We read: "The only possible way, then, to check this current of collective sadness is by at least lessening the collective malady of which it is a sign and a result. We have shown that it is not necessary, in order to accomplish this, to restore,
artificially, social forms which are outworn and which could be endowed with only an appearance of life, or to create out of whole cloth entirely new forms without historical analogies. We must seek in the past the germs of new life which it contained, and hasten their development...only direct contact with things can give the teachings of science the definiteness they lack. Once the existence of the evil is proved, its nature and its source, and we consequently know the general features for the remedy and its point of application, the important thing is not to draw up in advance a plan anticipating everything, but rather
to set resolutely to work." (Durkheim, 391-2) So, where does that leave us? If we take anything away from these extra texts it might be: 1.) Durkheim's work is at least difficult to conceptualize/apply and perhaps even inherently problematic. 2.) This difficulty has, on the one hand, created clouds and clouds of scholarship speaking to the dividends returning to his work (and "scientific" tools) can pay---and on the other hand prevented his popular (read: external to the discipline)
canonization.
3.) This problematization may have something to do with his roots in and work on religious tradition. I would go further down the road trod by Mestrovic, and say that the problems with Durkheim are the problems with sociology as a scientific discipline. We returned again and again in our discussion to this idea that it seems fundamentally problematic to "measure" societal ramifications, genesises, coercions or "facts." It's unwieldy, unsatisfying, and seems to again and again send us rather rapidly skipping over the lake of knowledge, hurtling through the aerie realm of
philosophy (note that we are yet again metaphoric rocks). But, again, I don't think we can just throw up our hands and say, "Durkheim's HARD!"
I suggest, honestly, a sort of professionalisation of the discipline.
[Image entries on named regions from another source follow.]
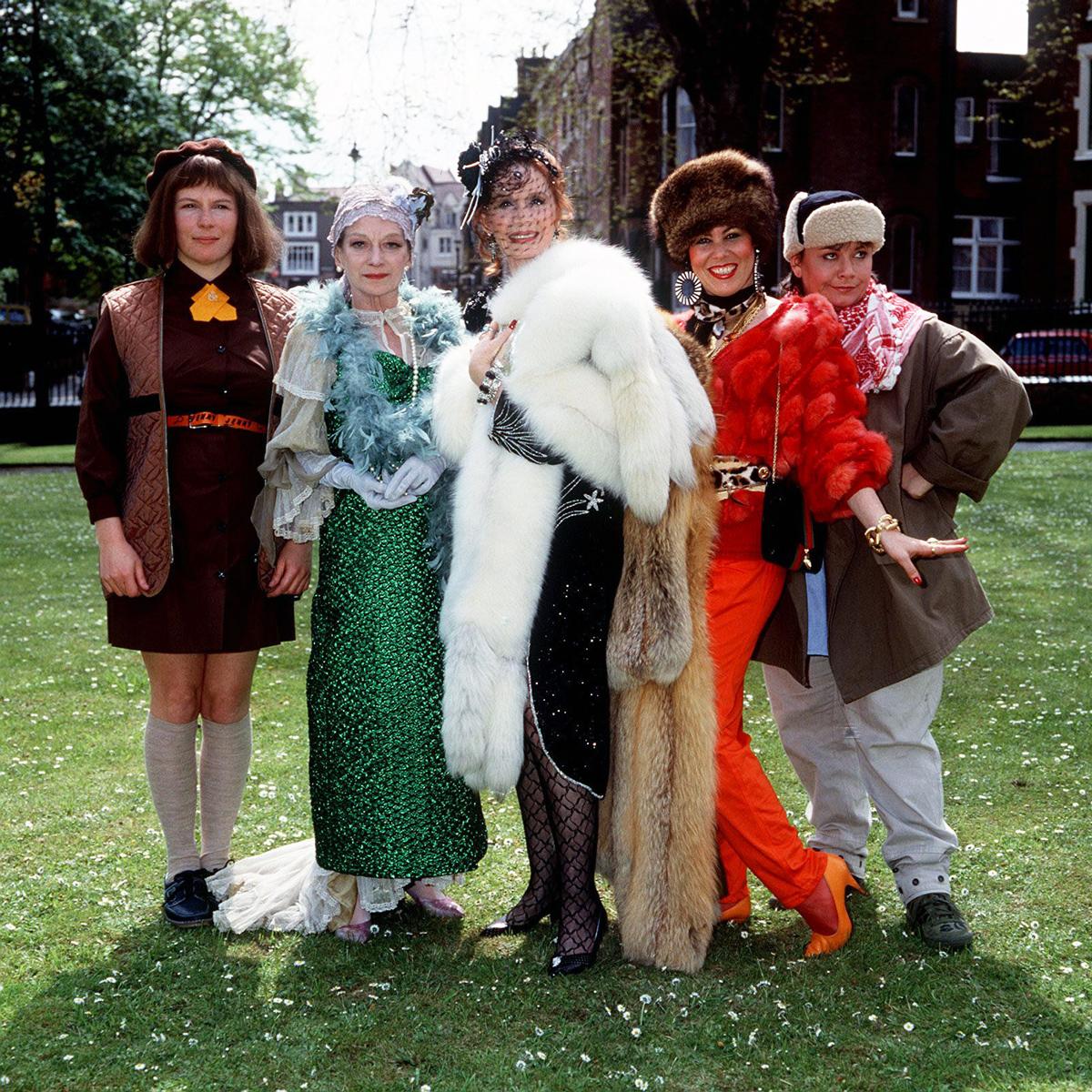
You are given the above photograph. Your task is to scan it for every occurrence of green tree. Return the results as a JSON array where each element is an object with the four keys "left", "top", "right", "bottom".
[
  {"left": 131, "top": 0, "right": 315, "bottom": 157},
  {"left": 986, "top": 0, "right": 1088, "bottom": 147},
  {"left": 635, "top": 0, "right": 845, "bottom": 153},
  {"left": 0, "top": 0, "right": 313, "bottom": 334}
]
I'm thinking here of (certain elements of) the public
life of political theorists, pollsters, and pundits. There is an admirable bifurcation there. On the one hand we have the quantified artifacts of statistically driven sociological investigation (the "poll" in the political realm); on the other we have the interpretation of this data ("spin" "politicking" and punditry in the political realm). I don't see any reason why sociologists should not be at the forefront of public intellectualism: subject to and submitted in the context of open debate. After all, our work should appertain most closely to the daily experience of the public at large. The sociological is, in this way, the fundamentally general. And while we can (and do) go back and forth on theory, interpretation, and recommendation after our research, is there not much greater consensus in our methodology, statistical frameworks, surveys, and field research optimization? I think there's something there, at least. Anyone else?